EbnfProduction objects have one child EbnfTerm that provides the EBNF pattern to match for the production rule. Productions can also optionally be assigned custom tree constructors, but we'll get into that more in the Tree Constructors topic.
EbnfTerminal
An EbnfTerminal represents the usage of a pre-defined Terminal instance within a production rule.
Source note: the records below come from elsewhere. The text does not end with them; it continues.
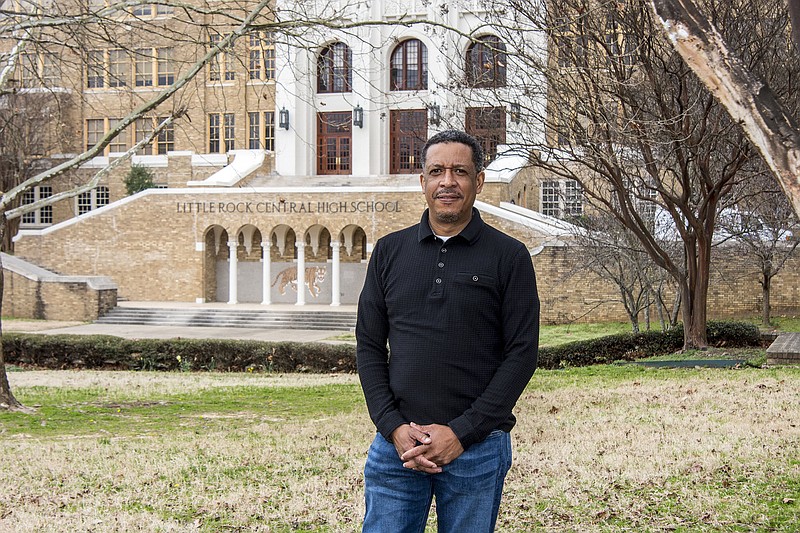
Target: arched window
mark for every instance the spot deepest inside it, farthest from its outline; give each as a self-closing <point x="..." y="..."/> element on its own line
<point x="334" y="69"/>
<point x="409" y="66"/>
<point x="486" y="62"/>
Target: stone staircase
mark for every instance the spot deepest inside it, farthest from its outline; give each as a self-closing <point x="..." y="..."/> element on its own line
<point x="231" y="318"/>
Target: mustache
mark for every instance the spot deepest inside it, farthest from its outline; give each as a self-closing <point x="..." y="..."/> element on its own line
<point x="449" y="192"/>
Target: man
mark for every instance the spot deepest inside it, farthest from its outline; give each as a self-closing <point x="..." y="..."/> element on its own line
<point x="456" y="300"/>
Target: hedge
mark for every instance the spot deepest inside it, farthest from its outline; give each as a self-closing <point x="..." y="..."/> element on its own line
<point x="108" y="352"/>
<point x="632" y="346"/>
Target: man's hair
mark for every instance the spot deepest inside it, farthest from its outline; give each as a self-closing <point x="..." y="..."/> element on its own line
<point x="456" y="136"/>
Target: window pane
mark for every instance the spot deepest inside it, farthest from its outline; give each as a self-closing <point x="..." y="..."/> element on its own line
<point x="213" y="133"/>
<point x="84" y="202"/>
<point x="409" y="66"/>
<point x="120" y="142"/>
<point x="118" y="68"/>
<point x="144" y="67"/>
<point x="166" y="137"/>
<point x="550" y="197"/>
<point x="144" y="128"/>
<point x="102" y="196"/>
<point x="230" y="131"/>
<point x="269" y="130"/>
<point x="254" y="131"/>
<point x="166" y="69"/>
<point x="94" y="131"/>
<point x="95" y="69"/>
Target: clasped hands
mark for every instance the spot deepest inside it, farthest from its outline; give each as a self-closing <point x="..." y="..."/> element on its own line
<point x="426" y="448"/>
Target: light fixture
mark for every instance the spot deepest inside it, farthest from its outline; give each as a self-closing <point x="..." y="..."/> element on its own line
<point x="283" y="118"/>
<point x="358" y="116"/>
<point x="434" y="116"/>
<point x="516" y="112"/>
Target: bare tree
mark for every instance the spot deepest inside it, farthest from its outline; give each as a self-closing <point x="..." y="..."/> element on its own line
<point x="745" y="94"/>
<point x="629" y="121"/>
<point x="614" y="254"/>
<point x="763" y="231"/>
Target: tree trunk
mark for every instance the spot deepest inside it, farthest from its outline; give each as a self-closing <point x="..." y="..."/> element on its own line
<point x="7" y="399"/>
<point x="748" y="100"/>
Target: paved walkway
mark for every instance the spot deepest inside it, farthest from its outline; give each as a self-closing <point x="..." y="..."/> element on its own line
<point x="51" y="327"/>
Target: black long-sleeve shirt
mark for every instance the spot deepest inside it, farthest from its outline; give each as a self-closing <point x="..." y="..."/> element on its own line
<point x="461" y="319"/>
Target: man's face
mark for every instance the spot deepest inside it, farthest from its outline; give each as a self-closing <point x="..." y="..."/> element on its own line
<point x="450" y="183"/>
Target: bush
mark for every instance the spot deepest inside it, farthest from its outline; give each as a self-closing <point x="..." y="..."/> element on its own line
<point x="631" y="346"/>
<point x="138" y="179"/>
<point x="108" y="352"/>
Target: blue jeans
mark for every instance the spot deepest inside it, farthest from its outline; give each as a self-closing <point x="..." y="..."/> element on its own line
<point x="467" y="491"/>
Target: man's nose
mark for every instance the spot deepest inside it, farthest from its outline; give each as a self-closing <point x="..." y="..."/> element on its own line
<point x="448" y="177"/>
For instance, a Terminal for an Identifier
is likely to be used many places in a grammar. The Terminal for an Identifier
is defined once at the top of the grammar declaration and each usage of it within a production is made via separate EbnfTerminal instances that reference the Terminal.
EbnfNonTerminal
An EbnfNonTerminal is the same as an EbnfTerminal except that instead of referencing a Terminal, it is referencing a NonTerminal.
EbnfQuantifier
An EbnfQuantifier wraps a child EbnfTerm and allows you to specify the minimum and maximum number of matches that can be made of the child term.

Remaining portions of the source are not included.